An image like Miniature World joins many of the characteristics of the series. The photograph depicts a place normally full of people [a station], here depopulated. Only a solitary figure appears in the image, almost like a film stills, and her presence is rendered slightly absurd. The individuals in Kruse Jensen’s images are all women, who due to the static nature of the photographs are reminiscent of marionettes. 

That the images are devoid of people is partly due to the fact that Kruse Jensen works at night or in the evening. She rarely uses a flash, choosing instead to use the light source available on site, like a lamppost or neon sign shedding a light that can be cold and hard or in glaring colours. Rather than ‘illuminating’ the subject and making it easier to decode, this artificial light forms a barrier to recognition. At the same time the photographer uses darkness as an independent element in her photographs: The black surface is allowed to fill the image, transcending the absence of light. The darkness becomes almost palpable, and as in Bus Stop can conceal the contours of details not apparent at first glance.
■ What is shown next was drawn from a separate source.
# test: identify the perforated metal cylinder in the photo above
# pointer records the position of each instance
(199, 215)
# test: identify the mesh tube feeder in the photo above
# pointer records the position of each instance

By focussing on its less familiar aspects the space suddenly becomes alien. The elements we usually use to find our bearings are either hidden or distorted in the ‘artificial’ light. One of the results is that the viewer can begin to doubt the scale and dimensions of the image, as in Kasse and an image like Train Stop when seen just after Miniature World. Are we in a miniature model universe or the real world? Kruse Jensen’s photographs thus also question how we sense and experience our surroundings with both our bodies and our eyes. Her camera has ‘body’ - this is not a superficial gaze. Yet the images don’t only deal with the outside world at a phenomenological level. Their scenic quality also explores how space itself [architecture, fixtures, landscapes, etc.] influence the ways in which we interact. Her staging of a space reveals patterns of movement and social power structures not normally visible.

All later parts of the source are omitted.